Equifax and its UK subsidiary companies state on their websites that they represent British clients including BT, Capital One and British Gas.

There are fears that customers of these companies could now be affected. BT said that “many companies in the UK” used Equifax services and said that it was “monitoring the situation closely”.
The Information Commissioner’s Office (ICO) has urged Equifax to alert affected UK customers as soon as possible, and said it will work with the relevant overseas authorities on behalf of British citizens.
Equifax says it holds the personal details of 44 million UK citizens but many British victims will be unaware they have had details stolen as they will not directly be Equifax customers.
Equifax admitted hackers had exposed the personal data of 143 million customers in the US, which was stolen between mid-May and July this year due to a vulnerability on its website.
However the hack was not made public until now.
The stolen information includes names, social security numbers, dates of birth, addresses and, in some instances, driver’s licence details.
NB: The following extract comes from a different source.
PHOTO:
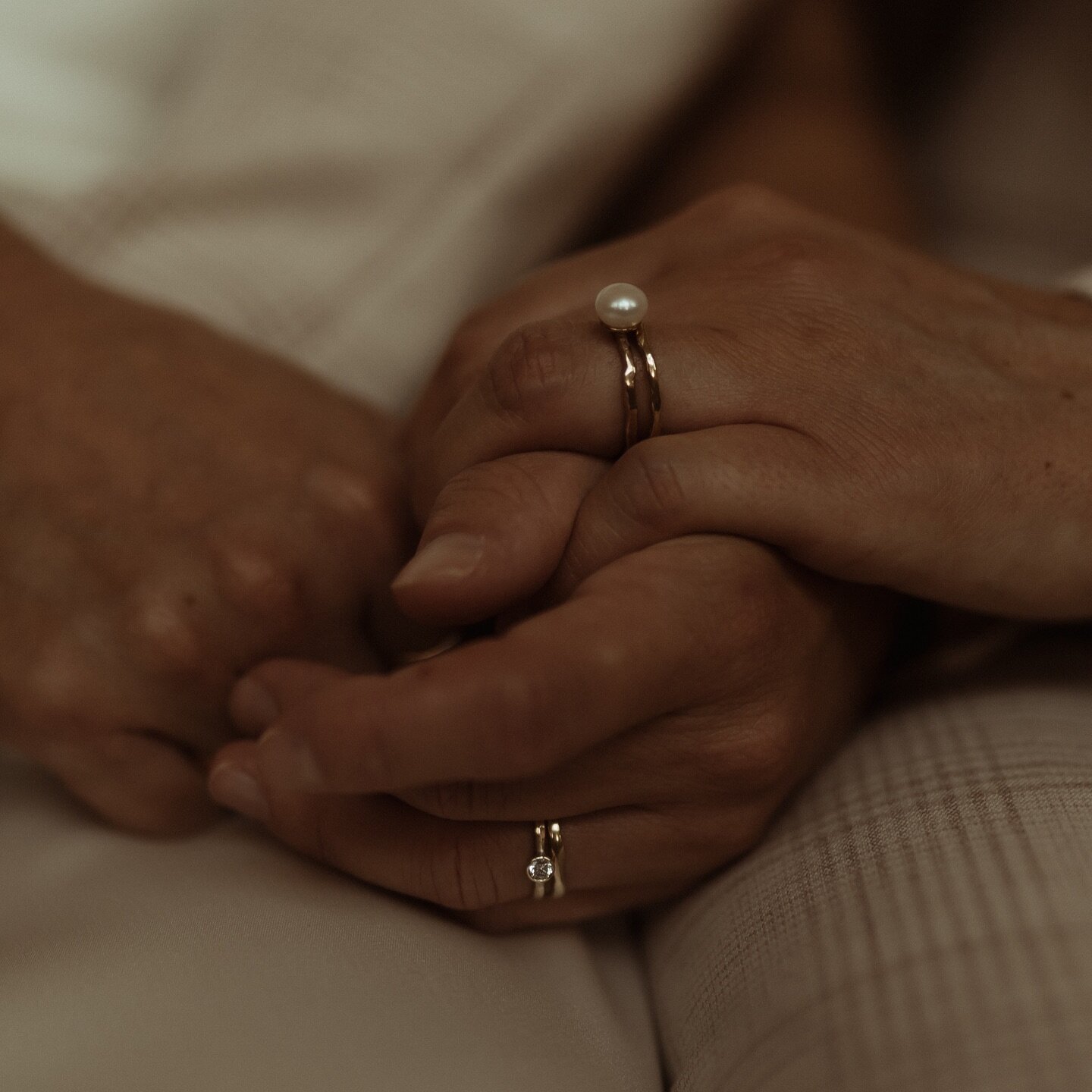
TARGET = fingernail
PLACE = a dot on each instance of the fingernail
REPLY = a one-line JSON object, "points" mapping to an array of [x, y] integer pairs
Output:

It is also thought that around 209,000 credit card numbers were also stolen.
Equifax said: “limited personal information” from British and Canadian residents had been compromised.
ICO Deputy Commissioner James Dipple-Johnstone, said: “Reports of a significant data loss at US-based Equifax and the potential impact on some UK citizens gives us cause for concern.
“We are already in direct contact with Equifax to establish the facts including how many people in the UK have been affected and what kind of personal data may have been compromised.
“We will be advising Equifax to alert affected UK customers at the earliest opportunity. “In cyber attack cases that cross borders the ICO is committed to working with relevant overseas authorities on behalf of UK citizens.”
A spokesman for BT said: “We are aware of the developing story and are monitoring the situation closely. Like many companies in the UK, BT uses Equifax services. We are working on establishing whether this breach has any impact on those services.”
The attack was described as one of the largest in US history. Avivah Litan, a analyst who monitors ID theft and fraud for the technology and research company Gartner saud: “”On a scale of 1 to 10, this is a 10. It affects the whole credit reporting system in the United States because nobody can recover it, everyone uses the same data.”
It has since emerged that three  senior executives at Equifax sold shares  worth a combined $1.8m (£1.3m) a few days after the company discovered it had been hacked. However, Equifax said the three executives “had no knowledge that an intrusion had occurred at the time they sold their shares”.
Richard Parris, CEO and Chairman of security company Intercede: “Equifax’s data breach is an example of the type of breach we should not be seeing today, and it’s worrying that calls for change are falling on deaf ears.
“Companies like Equifax are supposed to be the bastions of customer data. Yet, as has worryingly become commonplace today, businesses are continuing to neglect how they protect customer data – and even their own data. ”
A BT spokesman said: “We are aware of the developing story and are monitoring the situation closely.
“Like many companies in the UK, BT uses Equifax services. “We are working on establishing whether this breach has any impact on those services.”
The company has set up an advice section on its website for those affected in the hack and said it would provide free identity theft protection and credit file monitoring to all US customers.